Nota-se como a guerra foi alterando a importância estratégica de muitos dos lugares. Nova Cansamba penso que será o mesmo local do meu tempo. Ficou lá um pelotão do Saltinho junto com um pelotão do 2912 mais milícias. Foi atacada duas ou três noites depois de chegarmos a Galomaro quando eu estava no posto avançado do lado da bolanha.
De notar como o sector operacional na zona de Galomaro a partir de final de 1972, se tornou mais parecido com o do teu tempo, com operações e envolvimento dos para quedistas nas mesmas.
Embora nós bem as companhias operacionais todas as noites sai-se-mos para o mato em emboscadas, a zona foi-se deteriorante progressivamente.

Conta mais e um abraço

Torcato Mendonca disse...

Resposta de dois em um.Ou seja, Caros Fernando Nogueira (1) e Luís Graça(2)

1-Estive, mais do que uma vez em Madina. Vagueava por ali. Depois do abandono de parte do Boé, assunto a ser tratado um dia,(talvez não)aquela zona ficou "aberta". A 24 de Julho quem lá devia estar era a CCAÇ 12 do Luís Graça. Eu saí e eles entraram. Avisei que era local para ter cuidados e não dar folgas. Tinha muito tempo de Guiné e boa gente comigo a informar e combater.
Se leres os links que o LG anota nos comentários talvez encontres. Em qualquer caso sempre pronto a satisfazer a tua curiosidade, desde que saiba claro. Estavas junto do meu Comandante máximo, no local. Era bom "pessoal"....
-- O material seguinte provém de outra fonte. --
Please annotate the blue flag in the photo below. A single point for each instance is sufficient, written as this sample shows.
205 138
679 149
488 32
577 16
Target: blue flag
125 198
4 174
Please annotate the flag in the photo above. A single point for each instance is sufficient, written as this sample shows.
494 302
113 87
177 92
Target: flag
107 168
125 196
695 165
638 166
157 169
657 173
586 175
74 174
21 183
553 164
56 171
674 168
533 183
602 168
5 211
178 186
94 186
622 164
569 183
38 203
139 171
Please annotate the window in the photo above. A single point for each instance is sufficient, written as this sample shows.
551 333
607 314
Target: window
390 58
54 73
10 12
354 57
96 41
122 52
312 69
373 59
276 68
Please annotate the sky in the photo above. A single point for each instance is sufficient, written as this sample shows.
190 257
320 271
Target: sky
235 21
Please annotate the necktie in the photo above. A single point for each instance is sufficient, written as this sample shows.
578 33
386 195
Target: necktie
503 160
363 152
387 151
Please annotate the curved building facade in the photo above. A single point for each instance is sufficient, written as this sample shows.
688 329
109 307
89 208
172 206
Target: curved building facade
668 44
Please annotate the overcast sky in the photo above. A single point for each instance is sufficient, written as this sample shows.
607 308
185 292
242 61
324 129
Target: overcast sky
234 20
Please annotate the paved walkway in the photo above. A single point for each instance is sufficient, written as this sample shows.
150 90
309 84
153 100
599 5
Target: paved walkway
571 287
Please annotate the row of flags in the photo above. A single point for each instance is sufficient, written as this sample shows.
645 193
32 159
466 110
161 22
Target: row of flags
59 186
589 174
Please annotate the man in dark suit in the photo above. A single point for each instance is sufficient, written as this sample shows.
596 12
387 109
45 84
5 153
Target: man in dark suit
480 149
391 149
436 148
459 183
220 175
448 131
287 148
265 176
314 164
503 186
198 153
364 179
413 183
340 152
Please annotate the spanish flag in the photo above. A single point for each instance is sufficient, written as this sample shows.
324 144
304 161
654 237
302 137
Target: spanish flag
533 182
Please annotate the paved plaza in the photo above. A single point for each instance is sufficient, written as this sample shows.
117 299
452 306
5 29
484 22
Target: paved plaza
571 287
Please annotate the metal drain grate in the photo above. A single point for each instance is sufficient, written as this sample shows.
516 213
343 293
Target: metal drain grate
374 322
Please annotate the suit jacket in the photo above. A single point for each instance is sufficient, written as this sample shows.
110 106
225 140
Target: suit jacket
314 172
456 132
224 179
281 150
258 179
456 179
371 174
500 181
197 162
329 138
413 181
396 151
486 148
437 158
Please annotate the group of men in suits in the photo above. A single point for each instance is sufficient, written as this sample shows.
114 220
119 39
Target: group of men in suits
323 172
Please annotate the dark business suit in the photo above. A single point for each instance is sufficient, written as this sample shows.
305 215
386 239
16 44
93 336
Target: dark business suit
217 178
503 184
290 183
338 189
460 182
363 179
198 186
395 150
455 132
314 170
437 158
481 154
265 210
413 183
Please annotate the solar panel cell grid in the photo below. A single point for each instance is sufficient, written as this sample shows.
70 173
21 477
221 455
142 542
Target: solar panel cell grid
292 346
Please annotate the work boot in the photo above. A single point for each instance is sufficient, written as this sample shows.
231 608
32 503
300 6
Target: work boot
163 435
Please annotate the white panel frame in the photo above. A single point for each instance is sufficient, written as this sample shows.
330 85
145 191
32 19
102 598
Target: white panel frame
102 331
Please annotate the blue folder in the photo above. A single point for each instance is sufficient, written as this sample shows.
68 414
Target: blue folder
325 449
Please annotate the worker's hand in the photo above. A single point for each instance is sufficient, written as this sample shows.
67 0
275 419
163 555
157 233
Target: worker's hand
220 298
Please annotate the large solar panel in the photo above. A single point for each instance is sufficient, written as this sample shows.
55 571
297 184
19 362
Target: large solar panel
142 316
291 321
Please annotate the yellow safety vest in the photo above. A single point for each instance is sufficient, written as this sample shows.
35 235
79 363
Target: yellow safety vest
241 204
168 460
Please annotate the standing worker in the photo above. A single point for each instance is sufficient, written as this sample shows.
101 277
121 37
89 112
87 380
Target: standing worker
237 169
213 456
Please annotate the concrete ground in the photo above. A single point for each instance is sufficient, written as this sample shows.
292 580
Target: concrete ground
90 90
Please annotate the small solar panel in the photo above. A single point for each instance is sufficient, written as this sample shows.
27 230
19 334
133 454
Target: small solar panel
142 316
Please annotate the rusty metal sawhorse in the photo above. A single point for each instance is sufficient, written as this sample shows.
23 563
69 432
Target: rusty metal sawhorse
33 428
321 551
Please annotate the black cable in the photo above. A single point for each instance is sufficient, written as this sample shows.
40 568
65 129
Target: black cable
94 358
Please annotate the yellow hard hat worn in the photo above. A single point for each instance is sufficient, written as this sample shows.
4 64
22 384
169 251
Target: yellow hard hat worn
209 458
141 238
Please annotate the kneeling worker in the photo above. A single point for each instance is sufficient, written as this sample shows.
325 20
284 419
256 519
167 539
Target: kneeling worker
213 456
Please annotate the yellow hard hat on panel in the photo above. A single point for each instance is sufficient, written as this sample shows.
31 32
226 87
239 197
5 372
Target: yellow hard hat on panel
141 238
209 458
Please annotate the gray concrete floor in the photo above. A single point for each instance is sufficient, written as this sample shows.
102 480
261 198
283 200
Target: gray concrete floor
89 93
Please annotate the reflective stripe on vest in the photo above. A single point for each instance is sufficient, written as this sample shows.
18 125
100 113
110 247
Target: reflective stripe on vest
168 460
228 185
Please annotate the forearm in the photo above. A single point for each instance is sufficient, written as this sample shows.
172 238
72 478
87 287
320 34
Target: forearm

2- Caríssimo Luís. fiz filhos, plantei árvores (parece que sim) mas Livro não. para se escrever um livro devem ler-se umas dezenas , centenas, de metros de lombadas ( o conteúdo) claro...eu nem 1/4 disso...além disso o que escrevi aqiu está no blogue. Onde? Não sei.
Abraço-te amigo e nem sei como me fizeste falar da guerra...terminou ...dizia eu...

Abraço ao Luis Dias i Juvenal Amado.
Terminou o tempo.
AB a Todos do T.

Joaquim Mexia Alves disse...

Meu camarigo Torcato

Brilhante relato!

Simples, conciso, preciso e sem floreados, (que eu tantas vezes utilizo para preencher a falta de meória).

E ao lermos percebemos as "inverdades" com que nos querem atingir com as "zonas libertadas", os domínios territoriais do paigc, etc., etc.

Enfim, "cala-te boca"!!!

Um grande abraço

Anónimo disse...

Camarigo Torcato;
Ontem (dia 8/7), li este teu post e não é que durante a noite passada me fartei de sonhar com os banhos do sistema do bidão , com as granadas de óbus, com os tiros e com a GUINÉ. Tal foi a forma como a tua escrita me impressionou.